If Nietzsche distrusted any thought that came to him sitting down, he still had to sit down to write that thought, and even his potent and vigorous style is probably the product of a man sitting in a chair with a pen in his hand. Ideas that I have while trying to fall asleep, or eating dinner, or walking in the woods take forms which I cannot reproduce at the writing table. I could trick the process by talking to myself and recording everything, but like those mysteriously indeterminate particles which seem to choose a concrete location only when observed, I will not be able to capture those fleeting ideas without altering them. There is therefore something necrotic about writing, and, perhaps, about those who devote their lives to it.

Wednesday, June 17, 2009

Liminal Spaces

It has been more than three months since I last wrote anything here. College is over, somehow; graduate school has not yet begun. I find myself between discrete periods, between times to which I can assign meaningful labels. A moment of transition, a time which I know will not survive in my memory. My tendency to regard all of life as one continuous always-already-over moment, disrupted only by the inconsiderate irruptions of crisis which cause time to coagulate, forming immobile clots and slowing the otherwise inexorable flow that carries us toward death, contributes to the ambiguity with which I view the coming transition.

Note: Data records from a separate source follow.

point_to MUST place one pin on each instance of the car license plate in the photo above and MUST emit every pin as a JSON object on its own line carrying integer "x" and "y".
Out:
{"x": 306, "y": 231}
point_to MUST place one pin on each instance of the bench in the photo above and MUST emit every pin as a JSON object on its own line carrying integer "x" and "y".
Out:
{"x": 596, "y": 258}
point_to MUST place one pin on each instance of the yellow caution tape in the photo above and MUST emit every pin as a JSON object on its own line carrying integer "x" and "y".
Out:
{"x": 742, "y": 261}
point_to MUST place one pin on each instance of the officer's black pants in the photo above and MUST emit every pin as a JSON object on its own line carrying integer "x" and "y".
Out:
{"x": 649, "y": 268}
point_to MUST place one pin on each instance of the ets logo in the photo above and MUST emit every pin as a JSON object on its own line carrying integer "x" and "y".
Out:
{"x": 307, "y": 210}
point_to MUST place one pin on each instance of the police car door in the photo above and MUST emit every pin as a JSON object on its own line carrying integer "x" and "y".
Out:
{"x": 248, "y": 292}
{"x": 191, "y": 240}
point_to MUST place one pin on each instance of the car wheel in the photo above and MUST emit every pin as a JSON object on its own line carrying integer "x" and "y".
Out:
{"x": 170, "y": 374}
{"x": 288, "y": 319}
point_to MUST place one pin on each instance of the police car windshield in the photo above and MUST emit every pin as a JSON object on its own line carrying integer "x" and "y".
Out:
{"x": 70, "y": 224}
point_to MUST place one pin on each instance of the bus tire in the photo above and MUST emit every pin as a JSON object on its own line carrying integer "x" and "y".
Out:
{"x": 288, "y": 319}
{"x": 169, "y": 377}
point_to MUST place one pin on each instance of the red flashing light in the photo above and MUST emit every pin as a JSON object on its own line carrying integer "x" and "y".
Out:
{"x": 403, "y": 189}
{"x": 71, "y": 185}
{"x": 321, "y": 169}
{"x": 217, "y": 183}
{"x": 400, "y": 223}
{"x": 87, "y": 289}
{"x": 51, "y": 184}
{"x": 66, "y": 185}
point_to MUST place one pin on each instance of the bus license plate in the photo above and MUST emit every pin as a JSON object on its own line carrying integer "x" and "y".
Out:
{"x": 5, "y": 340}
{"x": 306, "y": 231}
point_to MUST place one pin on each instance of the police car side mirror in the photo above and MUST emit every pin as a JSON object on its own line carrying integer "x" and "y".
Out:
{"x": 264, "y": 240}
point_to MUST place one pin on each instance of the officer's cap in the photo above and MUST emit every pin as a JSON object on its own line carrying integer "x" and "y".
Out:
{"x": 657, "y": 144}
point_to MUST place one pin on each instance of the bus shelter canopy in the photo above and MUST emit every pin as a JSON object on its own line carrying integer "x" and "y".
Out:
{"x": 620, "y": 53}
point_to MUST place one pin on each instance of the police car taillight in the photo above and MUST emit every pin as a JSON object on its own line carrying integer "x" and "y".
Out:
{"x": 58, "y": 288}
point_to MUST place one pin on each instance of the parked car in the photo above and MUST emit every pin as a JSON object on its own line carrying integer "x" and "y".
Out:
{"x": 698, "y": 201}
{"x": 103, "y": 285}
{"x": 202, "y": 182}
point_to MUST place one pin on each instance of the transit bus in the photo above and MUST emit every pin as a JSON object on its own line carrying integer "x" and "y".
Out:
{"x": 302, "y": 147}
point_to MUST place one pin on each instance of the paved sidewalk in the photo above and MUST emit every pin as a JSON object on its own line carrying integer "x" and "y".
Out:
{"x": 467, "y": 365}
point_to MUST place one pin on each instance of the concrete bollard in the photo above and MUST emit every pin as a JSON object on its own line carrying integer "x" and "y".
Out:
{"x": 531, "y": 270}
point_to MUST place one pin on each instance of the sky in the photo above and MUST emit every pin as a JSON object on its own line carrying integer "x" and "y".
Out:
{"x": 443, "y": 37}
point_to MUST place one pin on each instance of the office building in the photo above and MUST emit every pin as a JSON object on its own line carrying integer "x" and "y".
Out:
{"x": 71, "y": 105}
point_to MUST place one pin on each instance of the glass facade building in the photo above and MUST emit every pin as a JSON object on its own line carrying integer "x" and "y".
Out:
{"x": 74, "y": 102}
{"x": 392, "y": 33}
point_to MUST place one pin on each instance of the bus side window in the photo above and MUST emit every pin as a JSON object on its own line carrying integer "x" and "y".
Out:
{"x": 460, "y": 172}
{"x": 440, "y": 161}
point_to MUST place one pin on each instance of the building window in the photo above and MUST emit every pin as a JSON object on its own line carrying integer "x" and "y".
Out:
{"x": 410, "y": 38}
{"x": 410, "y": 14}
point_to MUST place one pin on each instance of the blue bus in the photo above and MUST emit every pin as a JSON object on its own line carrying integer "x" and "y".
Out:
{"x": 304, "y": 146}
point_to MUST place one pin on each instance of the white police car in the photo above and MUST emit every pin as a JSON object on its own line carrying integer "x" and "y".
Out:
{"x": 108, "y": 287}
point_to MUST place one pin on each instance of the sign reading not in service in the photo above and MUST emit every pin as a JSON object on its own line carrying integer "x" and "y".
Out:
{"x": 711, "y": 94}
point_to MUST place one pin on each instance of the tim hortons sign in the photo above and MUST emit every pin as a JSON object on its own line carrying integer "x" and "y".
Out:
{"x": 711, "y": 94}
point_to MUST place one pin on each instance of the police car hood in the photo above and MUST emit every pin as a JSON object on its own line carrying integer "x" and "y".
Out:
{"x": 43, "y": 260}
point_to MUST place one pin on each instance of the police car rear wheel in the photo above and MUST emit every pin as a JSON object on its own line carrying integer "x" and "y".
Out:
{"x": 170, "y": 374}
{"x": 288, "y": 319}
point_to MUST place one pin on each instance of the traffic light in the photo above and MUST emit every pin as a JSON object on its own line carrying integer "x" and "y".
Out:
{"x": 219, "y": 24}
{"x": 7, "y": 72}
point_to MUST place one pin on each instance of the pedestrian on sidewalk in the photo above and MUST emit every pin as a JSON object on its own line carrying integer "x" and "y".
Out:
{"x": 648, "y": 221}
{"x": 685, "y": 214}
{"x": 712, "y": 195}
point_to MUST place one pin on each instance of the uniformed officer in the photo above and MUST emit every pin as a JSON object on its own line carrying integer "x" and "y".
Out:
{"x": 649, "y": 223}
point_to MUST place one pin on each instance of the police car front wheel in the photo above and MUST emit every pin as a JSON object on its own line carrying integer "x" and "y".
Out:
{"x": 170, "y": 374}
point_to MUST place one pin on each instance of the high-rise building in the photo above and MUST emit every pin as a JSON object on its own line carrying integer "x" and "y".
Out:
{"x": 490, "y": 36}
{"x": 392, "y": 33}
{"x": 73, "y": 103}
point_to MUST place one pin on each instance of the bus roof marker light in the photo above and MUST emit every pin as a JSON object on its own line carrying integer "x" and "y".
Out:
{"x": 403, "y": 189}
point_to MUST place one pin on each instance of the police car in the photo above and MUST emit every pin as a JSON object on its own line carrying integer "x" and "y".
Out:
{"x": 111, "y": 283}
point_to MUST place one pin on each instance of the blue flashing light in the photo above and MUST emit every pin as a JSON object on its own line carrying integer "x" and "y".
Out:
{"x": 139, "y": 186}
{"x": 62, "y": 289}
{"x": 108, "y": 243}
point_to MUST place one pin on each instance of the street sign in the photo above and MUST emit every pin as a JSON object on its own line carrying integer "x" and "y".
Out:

On the one hand, change is terrifying, especially change of this magnitude. On the other hand, I can't stand my present immobility and I know that I can only tolerate myself when I am forced to confront challenges out there, in that world which is my only refuge from self-indulgent Wertherism. But for the time being I wait, gnawing on myself, nourishing regrets and various evil thoughts, growing ever more anxious about that which I know is absolutely, unequivocally indispensable for my continued growth as a human being. The fact that I do not know what to expect is most important - I will have no choice but to adapt to the new arrangement of life there, in that new place, rather than preparing myself in advance to reject every new experience, to construct again the sort of endospore which kept me in idiotic stasis during my first year at college. Somehow, I will have to avoid that - that sort of contentment is a recipe for misery, after all. But the anxiety lingers somewhere behind the hopeful expectations which are sprouting timidly from my strange earth.